By Matt Kindt, Clayton Crain

The “Summer of 4001 A.D.” continues with the second installment in the event series that centers on the battle between humanity and sentient artificial intelligence. This is a solid book that continues the urgency from the first and sets up even higher stakes for the next.

The story doesn’t miss a beat from the last issue, picking up right at the cliffhanger. If you are new to this event, be sure to pick up the first issue. It has an excellent prologue that covers all of the important points a new reader needs to know. This book also offers a prologue, though this time out we are given a different perspective – an explanation as to why New Japan is in orbit and the impact this has had on the Earth.

The battle is furious between the calculating Father and Rai. Since this is only book two in a four book event, the battle is not yet resolved. There’s a bit of a chess game afoot. Writer Matt Kindt throws a few surprises at his characters that moves both the battle and the plot along. It should be mentioned that despite the advanced and imaginative technology at play in this story, it never feels implausible. This works to the readers’ benefit, helping to keep them absorbed in the story. Kindt delivers a story that feels both urgent yet seems to be holding back a secret.

While the technology of this advanced society is center stage, it is humanity that shines in this story. Kindt does a fine job of reminding the reader what is at stake. Lemur and Lula each have a poignant scene that drives this home.

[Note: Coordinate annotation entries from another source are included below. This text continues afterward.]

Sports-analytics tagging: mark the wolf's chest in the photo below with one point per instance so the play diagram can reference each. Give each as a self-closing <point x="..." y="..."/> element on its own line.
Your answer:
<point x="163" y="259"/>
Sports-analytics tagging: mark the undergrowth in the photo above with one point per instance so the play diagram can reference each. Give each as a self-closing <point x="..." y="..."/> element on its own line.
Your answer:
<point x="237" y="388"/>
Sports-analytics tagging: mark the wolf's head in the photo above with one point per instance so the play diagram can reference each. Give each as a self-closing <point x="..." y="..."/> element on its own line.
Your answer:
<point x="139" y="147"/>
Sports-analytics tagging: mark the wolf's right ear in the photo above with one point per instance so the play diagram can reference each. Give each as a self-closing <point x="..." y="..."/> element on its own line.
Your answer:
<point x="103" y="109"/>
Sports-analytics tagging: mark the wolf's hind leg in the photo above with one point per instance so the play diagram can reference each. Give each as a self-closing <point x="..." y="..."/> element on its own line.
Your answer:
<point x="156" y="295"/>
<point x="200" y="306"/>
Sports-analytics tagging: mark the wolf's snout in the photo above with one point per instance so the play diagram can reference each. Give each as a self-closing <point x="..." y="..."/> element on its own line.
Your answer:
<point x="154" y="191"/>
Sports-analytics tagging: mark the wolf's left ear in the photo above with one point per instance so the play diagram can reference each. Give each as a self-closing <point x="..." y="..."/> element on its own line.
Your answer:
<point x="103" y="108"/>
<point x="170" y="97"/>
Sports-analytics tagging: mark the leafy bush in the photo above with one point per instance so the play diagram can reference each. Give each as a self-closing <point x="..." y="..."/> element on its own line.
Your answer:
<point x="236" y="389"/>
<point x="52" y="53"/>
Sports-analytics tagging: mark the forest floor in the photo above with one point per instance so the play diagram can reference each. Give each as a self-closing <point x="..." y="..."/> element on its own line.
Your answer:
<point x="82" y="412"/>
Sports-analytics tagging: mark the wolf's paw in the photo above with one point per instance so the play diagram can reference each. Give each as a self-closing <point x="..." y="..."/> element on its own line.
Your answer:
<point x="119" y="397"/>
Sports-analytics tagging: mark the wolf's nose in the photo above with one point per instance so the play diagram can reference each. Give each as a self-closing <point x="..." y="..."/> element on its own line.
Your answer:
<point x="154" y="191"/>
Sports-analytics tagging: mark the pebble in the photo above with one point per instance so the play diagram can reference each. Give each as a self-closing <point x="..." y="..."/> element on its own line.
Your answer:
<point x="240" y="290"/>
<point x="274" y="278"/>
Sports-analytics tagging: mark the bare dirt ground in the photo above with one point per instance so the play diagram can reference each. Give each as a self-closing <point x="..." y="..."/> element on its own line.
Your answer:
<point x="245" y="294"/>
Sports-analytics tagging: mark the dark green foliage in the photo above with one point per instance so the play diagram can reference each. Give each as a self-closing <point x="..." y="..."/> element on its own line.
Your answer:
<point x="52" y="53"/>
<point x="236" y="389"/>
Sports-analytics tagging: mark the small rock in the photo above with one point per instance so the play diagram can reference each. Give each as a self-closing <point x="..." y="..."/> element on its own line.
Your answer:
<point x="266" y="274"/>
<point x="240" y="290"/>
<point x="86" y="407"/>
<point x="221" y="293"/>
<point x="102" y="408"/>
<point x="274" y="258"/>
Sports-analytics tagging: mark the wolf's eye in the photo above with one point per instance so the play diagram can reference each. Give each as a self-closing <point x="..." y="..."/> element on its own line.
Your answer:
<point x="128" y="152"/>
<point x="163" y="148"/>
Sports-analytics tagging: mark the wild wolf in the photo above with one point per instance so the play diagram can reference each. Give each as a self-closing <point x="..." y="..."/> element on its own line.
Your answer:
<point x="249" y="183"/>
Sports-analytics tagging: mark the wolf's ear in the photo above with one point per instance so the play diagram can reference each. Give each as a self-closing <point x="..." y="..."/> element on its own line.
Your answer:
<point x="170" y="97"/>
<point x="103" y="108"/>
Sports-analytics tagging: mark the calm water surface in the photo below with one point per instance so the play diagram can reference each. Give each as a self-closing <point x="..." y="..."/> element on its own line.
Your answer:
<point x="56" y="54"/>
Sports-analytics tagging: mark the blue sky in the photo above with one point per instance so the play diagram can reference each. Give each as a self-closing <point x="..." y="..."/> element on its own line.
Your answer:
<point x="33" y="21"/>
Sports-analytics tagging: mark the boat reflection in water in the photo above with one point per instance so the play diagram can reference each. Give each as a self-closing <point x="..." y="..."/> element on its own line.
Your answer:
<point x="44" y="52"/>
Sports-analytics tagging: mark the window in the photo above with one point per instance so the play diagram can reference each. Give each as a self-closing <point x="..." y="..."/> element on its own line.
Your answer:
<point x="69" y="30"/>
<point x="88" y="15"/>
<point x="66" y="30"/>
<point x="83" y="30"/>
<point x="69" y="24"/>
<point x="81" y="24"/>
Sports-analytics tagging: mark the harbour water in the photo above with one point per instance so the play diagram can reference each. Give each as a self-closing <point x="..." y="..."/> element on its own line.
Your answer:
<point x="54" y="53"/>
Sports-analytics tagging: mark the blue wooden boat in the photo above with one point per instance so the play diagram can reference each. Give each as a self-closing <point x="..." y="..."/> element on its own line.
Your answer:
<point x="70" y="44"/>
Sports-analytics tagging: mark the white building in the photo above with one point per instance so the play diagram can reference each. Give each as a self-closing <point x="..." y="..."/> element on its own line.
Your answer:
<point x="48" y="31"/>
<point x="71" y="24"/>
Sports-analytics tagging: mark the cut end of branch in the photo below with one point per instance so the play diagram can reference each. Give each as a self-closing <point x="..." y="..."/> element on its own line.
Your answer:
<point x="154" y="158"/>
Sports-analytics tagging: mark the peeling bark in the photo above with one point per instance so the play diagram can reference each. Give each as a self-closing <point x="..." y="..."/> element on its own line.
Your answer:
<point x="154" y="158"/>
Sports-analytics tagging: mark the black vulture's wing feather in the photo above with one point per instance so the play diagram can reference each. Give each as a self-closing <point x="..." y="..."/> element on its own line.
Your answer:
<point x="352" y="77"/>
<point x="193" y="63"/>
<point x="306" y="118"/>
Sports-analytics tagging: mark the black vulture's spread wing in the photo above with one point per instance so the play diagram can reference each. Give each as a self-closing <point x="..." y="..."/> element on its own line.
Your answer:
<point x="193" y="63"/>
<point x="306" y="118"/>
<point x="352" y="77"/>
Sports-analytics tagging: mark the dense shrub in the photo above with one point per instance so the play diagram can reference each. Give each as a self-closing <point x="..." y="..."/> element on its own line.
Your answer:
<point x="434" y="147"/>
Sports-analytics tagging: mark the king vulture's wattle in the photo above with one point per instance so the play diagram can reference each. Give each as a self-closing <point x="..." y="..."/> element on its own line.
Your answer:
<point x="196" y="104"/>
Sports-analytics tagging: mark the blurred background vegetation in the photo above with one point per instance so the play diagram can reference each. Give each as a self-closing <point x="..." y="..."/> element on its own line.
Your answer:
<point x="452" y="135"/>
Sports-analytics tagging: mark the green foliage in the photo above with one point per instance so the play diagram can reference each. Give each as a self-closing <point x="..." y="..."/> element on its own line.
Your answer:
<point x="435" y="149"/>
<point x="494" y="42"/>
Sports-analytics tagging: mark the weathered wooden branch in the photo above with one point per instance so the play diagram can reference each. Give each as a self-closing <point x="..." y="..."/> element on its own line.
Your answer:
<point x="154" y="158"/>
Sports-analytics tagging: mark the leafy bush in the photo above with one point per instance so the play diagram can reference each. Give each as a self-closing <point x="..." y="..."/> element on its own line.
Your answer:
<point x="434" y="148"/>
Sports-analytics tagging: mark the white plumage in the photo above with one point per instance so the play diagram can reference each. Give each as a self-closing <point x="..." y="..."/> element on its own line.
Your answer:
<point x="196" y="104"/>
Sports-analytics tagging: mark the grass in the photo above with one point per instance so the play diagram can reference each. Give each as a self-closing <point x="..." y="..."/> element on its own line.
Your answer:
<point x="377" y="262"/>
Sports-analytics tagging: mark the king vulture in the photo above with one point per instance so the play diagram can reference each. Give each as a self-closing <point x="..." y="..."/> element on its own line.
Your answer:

Clayton Crain brings the book to life with his fluid art. His interpretation of the script, from the energy of his characters’ lines to the vibrancy of the colors, reinforces the concept of the high-tech New Japan. The panel flow of the story works well, guiding the reader naturally. His characters perform admirably, physically reacting to the story as expected. Even the A.I. elements carry a psychological impact that resonates with the reader. Overall, this is beautiful work. The only quibbles are with a few of the space battle scenes where it was harder to interpret what was happening with the X-O armor. This was minor and not enough to distract the reader. You would be hard-pressed to find another artist better suited to this series.

The “Summer of 4001 A.D.” is marching on. 4001 A.D. #2 fans that flame and is a sure pick of the week. If you read only one series this summer, 4001 A.D. should be it.